If I asked a bunch of people to close their eyes and picture “leadership”, everyone would have a different image in mind. Perhaps you’re envisioning the coach of your favourite sports team, the president of a country or the head of a successful company.
When I think about leadership, I picture a chef.
For me, one of the fundamentals of business leadership is serving. Serving the people you’re leading. And serving your customers. If you’re making bad food, the people you’re serving will notice. And your team will notice too. If you make delicious food, you’ll inspire your team to do the same.
I really do believe that when you serve people, you’ll always be blessed with success.
In my opinion, we have a lack of good leaders, globally. People are given leadership positions not because they’re proficient leaders but because they’re the next in line for the job. And who wouldn’t say yes when offered the chance to earn more money?
But we often underestimate how integral good business leadership is to success.
Good leaders make good businesses
There are various types of leaders. Some leaders use their position to force those working under them to do exactly what they say. This approach may work in some situations but it’ll fall flat in a high performance business.
High performance business leaders are results-driven and constantly work to nurture and develop future leaders and the right leaders makes a business win or lose.
A good leader starts out by improving him or herself first. If you know who you are and you’re inspired by your job, then you can inspire others. This entails identifying where you’re succeeding personally and where you could put in some extra work.
Acknowledging your strengths and weaknesses
Being a successful leader is about knowing your abilities and shortcomings. I believe that good leaders spend most of their time using their strengths to do their jobs better and the majority of the remainder of their time learning and developing these skills. With this approach, only a minimal amount of effort is focused on improving their weaknesses.
But understanding your own strengths and weaknesses is only part of the process; you also need to understand the strengths and weaknesses of the people on your team. When you understand people better, it’s easier to develop them into real leaders.
Growing from within
Some businesses bring new leaders in from outside but I think you should develop the skills and talent of people already working in the business.
Building people up from the inside is also a great way to keep everything in the kitchen running smoothly at all times. This is particularly true when you’re looking to grow your business because this is when your daily operations need to be as stable as possible.

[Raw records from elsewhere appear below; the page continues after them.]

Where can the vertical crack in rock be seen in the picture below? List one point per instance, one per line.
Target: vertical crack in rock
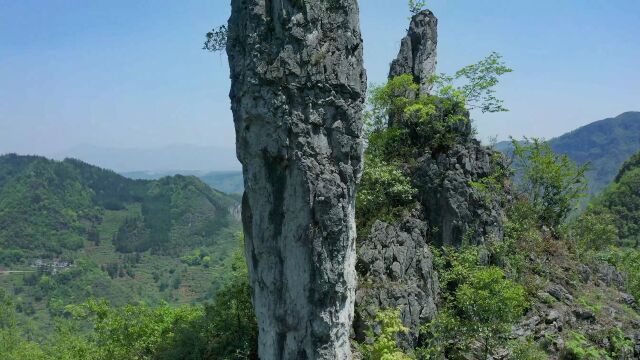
(297, 93)
(395, 264)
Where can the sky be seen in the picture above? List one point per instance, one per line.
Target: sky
(132, 74)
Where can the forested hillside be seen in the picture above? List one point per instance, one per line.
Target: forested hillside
(604, 144)
(70, 231)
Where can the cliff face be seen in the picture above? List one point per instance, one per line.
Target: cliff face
(417, 55)
(394, 261)
(298, 87)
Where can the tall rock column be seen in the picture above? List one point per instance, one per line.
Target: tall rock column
(417, 55)
(297, 93)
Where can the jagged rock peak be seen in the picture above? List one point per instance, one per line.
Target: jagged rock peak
(297, 93)
(417, 55)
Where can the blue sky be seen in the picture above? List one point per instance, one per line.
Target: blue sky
(122, 73)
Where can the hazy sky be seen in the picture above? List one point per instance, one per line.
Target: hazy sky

It all comes down to coaching, mentoring and giving employees practical examples of how good leaders operate. If you have a recipe, but if you’ve never actually baked a cake, you’ll never know how good or bad it tastes.
When it comes to high performance leadership, here are my top tips:
Make time to get to know your people: Understand who they are, what their dreams and goals are. Have conversations with employees about their purpose and what they aspire to do.
Identify talent: Find something that interests each member of your team. This needn’t have to be something work-related. If someone overcomes a challenge in their personal life, they’ll be more motivated and confident in their jobs too. A well-balanced employee is a happy employee.
Make tough decisions: Sometimes, a person just doesn’t fit. There’s no point delaying the inevitable. It’s better for a person who isn’t the right match to move on to another opportunity, rather than hanging around and working towards something they don’t believe in.
Talk about leadership: Part of your daily routine should be talking to your staff about business leadership. Finding out how you can challenge them, what they’d like to improve, what lessons they’ve learned and want to share with others. These discussions inspire people to be better.
Leadership is a choice. It isn’t a position. It’s about wanting to participate in the creation of something great. But leadership is only really tested when times get tough. Will a chef ever truly realise what they’re capable of if they never work in a kitchen and serve people their food? Probably not.